和 NRC 类似的思路，但是缓存入射辐射场 NIRC；引入双层 MC，估计 NIRC 和 GT 的残差用于保证无偏；优化了 NRC 的路径终止策略，使其能够在第一跳停止；实现做了一些优化，使其更快，能够用更多样本估计

Neural Two-Level Monte Carlo Real-Time Rendering

主页
FLIP / MRSE

和 NRC 类似的思路，但是缓存入射辐射场 NIRC
两步 MC 算法（Two-Level Monte Carlo，subset of Multi-Level Monte Carlo，MLMC）
- 先估计积分，然后估计残差
- 估计积分使用 Neural Incident Radiance Cache（NIRC）
- 估计残差使用 NIRC + PT
在线学习
实现上做了一些优化，推理更快

Introduction

一些对比
- NIRC 直接缓存 incident radiance，比 NRC 少一次光追开销
- biased 版本：提出了一种新的路径终止策略【Balanced Termination Heuristic（BTH）】
  - NRC 的 Spread Angle Heuristic（SPH）不能直接在第一跳使用缓存
- 感觉确实和 CV 很像；论文中说 CV 用的一般是解析模型（SH、vMF）近似【NCV 也是近似一个分布】
MLMC+NIRC 在短训练时间下比 CV 效果更好
比 NRC 更高效【具体看论文】
环境光特殊使用，同时近似可见性

Background

渲染方程、MC 求解
Multi-Level Monte Carlo（MLMC）
- \(F_c\)：NIRC
  - \(\mathbf{w}\) 表示可学习的参数
- \(F_r\)：残差的 MC 估计
- 二者可以用不同的样本数，只要 \(F_c\) 的期望存在，那么 \(F_{tl}\) 就是无偏的

\[ F_c \approx \frac{1}{N_c} \sum_{i}^{N_c} \frac{f_c(X_i, \mathbf{w})}{p_c(X_i)} \tag{4} \]

\[ F_r \approx \frac{1}{N_r} \sum_{i}^{N_r} \frac{f(Y_i) - f_c(Y_i, \mathbf{w})}{p_r(Y_i)} \tag{5} \]

\[ F_{tl}\approx F_c+F_r \tag{6} \]

Control Variates（CV）
- 形式很像，但是一般来说 \(F_c\) （期望）是数值计算得到的

Radiance Caching
Neural Methods
Neural Control Variates

NIRC

Neural Incident Radiance Cache
拆分为直接光和间接光，需要和 NEE 做 MIS
- 这个写法感觉怪怪的？

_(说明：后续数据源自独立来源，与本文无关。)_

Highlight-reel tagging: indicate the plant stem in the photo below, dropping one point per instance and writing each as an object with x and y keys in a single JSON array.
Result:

感觉不如直接写成两种策略，但是式子 9 又没有 MIS 权重

\[ L_i(x, \omega_i) = L_{ind}(x, \omega_i) + L_{nee}(x, \omega_i) \tag{8} \]

间接光使用 NIRC【\(n_i\)】
- \(\phi\) 表示辅助信息

\[ L_{ind} \approx f_c(x, \omega_i, \omega_o, \phi, \mathbf{w}) = n_i(x, \omega_i, \phi, \mathbf{w}) f_r(x, \omega_i, \omega_o) \cos\theta_i \tag{9} \]

展开渲染方程
- 有偏的就是直接不管残差项

\[ \hat{L}_o(x, \omega_o) \approx L_e(x, \omega_o) + \hat{L}_{nee}(x, \omega_o) + \hat{L}_c(x, \omega_o) + \hat{L}_r(x, \omega_o) \tag{10} \]

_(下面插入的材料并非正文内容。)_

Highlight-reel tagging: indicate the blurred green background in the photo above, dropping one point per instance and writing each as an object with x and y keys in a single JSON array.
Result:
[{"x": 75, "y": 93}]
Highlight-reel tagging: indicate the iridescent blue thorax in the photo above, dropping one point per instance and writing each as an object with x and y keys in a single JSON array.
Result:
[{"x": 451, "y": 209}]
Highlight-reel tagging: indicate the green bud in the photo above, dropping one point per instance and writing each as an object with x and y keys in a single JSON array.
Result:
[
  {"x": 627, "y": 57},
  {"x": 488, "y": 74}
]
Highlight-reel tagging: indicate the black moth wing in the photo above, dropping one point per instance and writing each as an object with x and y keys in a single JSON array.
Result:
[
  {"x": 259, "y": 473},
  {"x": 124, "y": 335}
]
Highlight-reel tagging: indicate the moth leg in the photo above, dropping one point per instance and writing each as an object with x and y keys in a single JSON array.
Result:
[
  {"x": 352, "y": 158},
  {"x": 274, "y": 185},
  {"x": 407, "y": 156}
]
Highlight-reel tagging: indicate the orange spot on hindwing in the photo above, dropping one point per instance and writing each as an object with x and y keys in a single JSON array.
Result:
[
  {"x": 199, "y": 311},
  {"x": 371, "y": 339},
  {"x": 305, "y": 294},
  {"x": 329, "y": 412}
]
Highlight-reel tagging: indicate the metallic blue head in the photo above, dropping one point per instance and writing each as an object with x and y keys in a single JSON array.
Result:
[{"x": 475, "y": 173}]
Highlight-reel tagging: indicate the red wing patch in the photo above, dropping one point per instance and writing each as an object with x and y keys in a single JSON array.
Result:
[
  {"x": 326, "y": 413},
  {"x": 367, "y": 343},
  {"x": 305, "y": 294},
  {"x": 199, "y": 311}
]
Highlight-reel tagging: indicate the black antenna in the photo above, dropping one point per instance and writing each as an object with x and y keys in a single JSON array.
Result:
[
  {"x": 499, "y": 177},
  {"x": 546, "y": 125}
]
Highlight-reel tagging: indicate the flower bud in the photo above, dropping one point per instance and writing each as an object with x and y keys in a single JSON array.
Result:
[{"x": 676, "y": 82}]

\[ \hat{L}_{\text{biased}}(x, \omega_o) \approx L_e(x, \omega_o) + \hat{L}_{nee}(x, \omega_o) + \hat{L}_c(x, \omega_o) \tag{13} \]

Radiance Cache Optimization

损失函数两个部分
- 残差项的方差最小化
- 残差项的期望最小化

方差

单样本方差；方差估计直接使用 MC 样本【同一个采样 pdf \(p_r\)】

\[ \left\langle \mathcal{L}_{\mathbb{V}}(f, f_c, \mathbf{w}) \right\rangle \approx \left( \frac{f(x) - f_c(x, \mathbf{w})}{p_r(x)} - F_r \right)^2 \tag{16} \]

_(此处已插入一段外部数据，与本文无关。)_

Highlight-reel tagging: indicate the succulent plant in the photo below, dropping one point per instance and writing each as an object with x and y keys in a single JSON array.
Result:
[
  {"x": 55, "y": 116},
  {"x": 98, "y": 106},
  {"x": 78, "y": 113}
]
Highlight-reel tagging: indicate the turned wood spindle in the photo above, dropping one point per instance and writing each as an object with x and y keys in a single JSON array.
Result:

\[ F_r = \mathbb{E} \left[ \frac{f(X) - f_c(X, \mathbf{w})}{p_r(X)} \right] \]

期望

只用方差的话，biased 版本效果差

\[ \left\langle \mathcal{L}_{\text{rel}}^2(f, f_c, \mathbf{w}) \right\rangle = \frac{(f(x) - f_c(x, \mathbf{w}))^2}{p_r(x) \left( \text{sg}(f_c(x, \mathbf{w}))^2 + \epsilon \right)} \tag{18} \]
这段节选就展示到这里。